Weird summarization results - the summary is longer than the input
See original GitHub issue🐛 Bug
Information
Summarization task is returning an unexpected results. For an input of
“We have a telephony partner who is very interested in this program and may be able to help identify pilot customers.”
The results is
[{‘summary_text’: ‘“We have a telephony partner who is very interested in this program and may be able to help identify pilot customers,” the company says. “We are looking at a number of different ways to get people talking to each other,” it adds. “It's a very exciting time for us,” says the company's chief operating officer.’}]
Model I am using (Bert, XLNet …): Summarization pipeline
Language I am using the model on (English, Chinese …): Eng
The problem arises when using:
- the official example scripts: (give details below)
- [V ] my own modified scripts: (give details below)
The tasks I am working on is:
- an official GLUE/SQUaD task: (give the name)

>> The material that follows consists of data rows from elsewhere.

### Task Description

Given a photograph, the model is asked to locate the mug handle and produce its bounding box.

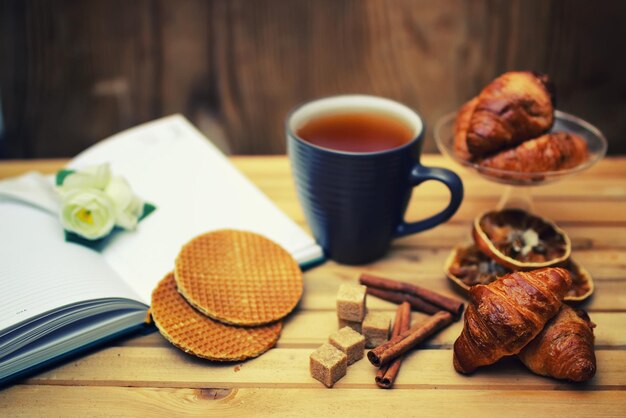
[394,165,463,238]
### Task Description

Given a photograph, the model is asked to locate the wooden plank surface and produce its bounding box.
[0,155,626,417]
[0,0,626,158]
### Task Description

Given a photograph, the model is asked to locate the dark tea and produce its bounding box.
[296,112,415,152]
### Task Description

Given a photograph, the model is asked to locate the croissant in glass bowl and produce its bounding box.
[457,71,554,160]
[479,132,589,173]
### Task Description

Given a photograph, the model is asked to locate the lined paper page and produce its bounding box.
[71,116,322,300]
[0,199,138,330]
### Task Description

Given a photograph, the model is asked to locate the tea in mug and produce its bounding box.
[296,112,415,153]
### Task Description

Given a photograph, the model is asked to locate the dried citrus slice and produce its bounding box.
[445,244,511,291]
[444,244,594,302]
[472,209,572,270]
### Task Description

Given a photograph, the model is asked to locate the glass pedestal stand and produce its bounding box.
[434,110,607,213]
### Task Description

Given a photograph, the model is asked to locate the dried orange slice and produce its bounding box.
[472,209,572,270]
[444,244,594,302]
[444,244,511,291]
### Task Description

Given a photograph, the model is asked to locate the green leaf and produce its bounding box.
[64,229,113,251]
[138,202,156,222]
[56,170,76,186]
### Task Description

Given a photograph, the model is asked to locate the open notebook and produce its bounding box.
[0,115,323,384]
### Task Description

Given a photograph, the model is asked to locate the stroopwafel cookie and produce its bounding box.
[174,230,303,326]
[150,273,282,361]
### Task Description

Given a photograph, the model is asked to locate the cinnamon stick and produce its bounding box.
[367,311,454,367]
[367,286,441,315]
[359,273,464,318]
[374,302,411,386]
[376,302,411,389]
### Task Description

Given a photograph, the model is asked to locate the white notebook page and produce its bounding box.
[0,199,138,330]
[70,115,322,301]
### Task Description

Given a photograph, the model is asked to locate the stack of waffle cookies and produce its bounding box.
[150,230,303,361]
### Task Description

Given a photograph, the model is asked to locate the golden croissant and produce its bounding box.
[479,132,589,173]
[466,71,554,159]
[454,268,572,373]
[518,305,596,382]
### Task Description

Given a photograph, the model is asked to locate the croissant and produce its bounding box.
[453,268,572,373]
[479,132,589,173]
[518,305,596,382]
[454,97,478,161]
[467,71,554,158]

- [V ] my own task or dataset: (give details below)
To reproduce
Steps to reproduce the behavior:
- Execute below script
!pip install -q transformers --upgrade
from transformers import pipeline
summarizer = pipeline(task="summarization")
data = "We have a telephony partner who is very interested in this program and may be able to help identify pilot customers."
print(summarizer(data))
Expected behavior
Would expect the summary to 1) not add contextual information that doesn’t exist, and 2) to not be longer than the input. Arguably the input is short but still…
Environment info
Colab
Issue Analytics
- State:
- Created 3 years ago
- Comments:7 (3 by maintainers)
Top GitHub Comments
As a side request, it would be awesome to have metrics associated with each models that are part of transformers to help users choose the right one for their job (cc: @julien-c ).
Unfortunately, Bart can only process 1024 tokens at once, so your best best would be to split your doc into chunks, summarize each one, and concatenate the summaries.